I enjoy The Grinch and Charlie Brown enough, but find most Christmas movies annoying. I keep seeing the commercials for the live A Christmas Story on FOX and they keep saying it's the most beloved Christmas movie ever. My immediate thought is that I'm not sure that's a complement. I mean, the top of a pile of crap is still crap, right? ;)

So I need to admit something shameful.  I would gripe and complain about A Christmas Story being played 24/7.  But I voluntarily watched this over and over again on VHS when I was a kid. And it wasn't out of some love of schlock.
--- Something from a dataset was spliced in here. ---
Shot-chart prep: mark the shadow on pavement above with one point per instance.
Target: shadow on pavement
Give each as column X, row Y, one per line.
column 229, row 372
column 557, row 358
I had bad taste in movies.  My taste in television was better (maybe) given the rate at which they would get cancelled and turn into cult classics.

At some point, I may need to unload about the number of times I watched "Girls Just Want to Have Fun" with Sarah Jessica Parker, Helen Hunt, and Shannen Doherty.  Heck... Here's the trailer.  Its just so 80s.  It still makes me smile.

1 hour ago, selkie said:

We did watch Seinfeld for the first time last year because it was on the streamers and it's nice to have a half hour comedy before bed, but IMO, it doesn't hold up well. I understand it was groundbreaking at the time, but so many other shows have come along and done what Seinfeld has done and done it better, including the first few seasons of Curb Your Enthusiasm.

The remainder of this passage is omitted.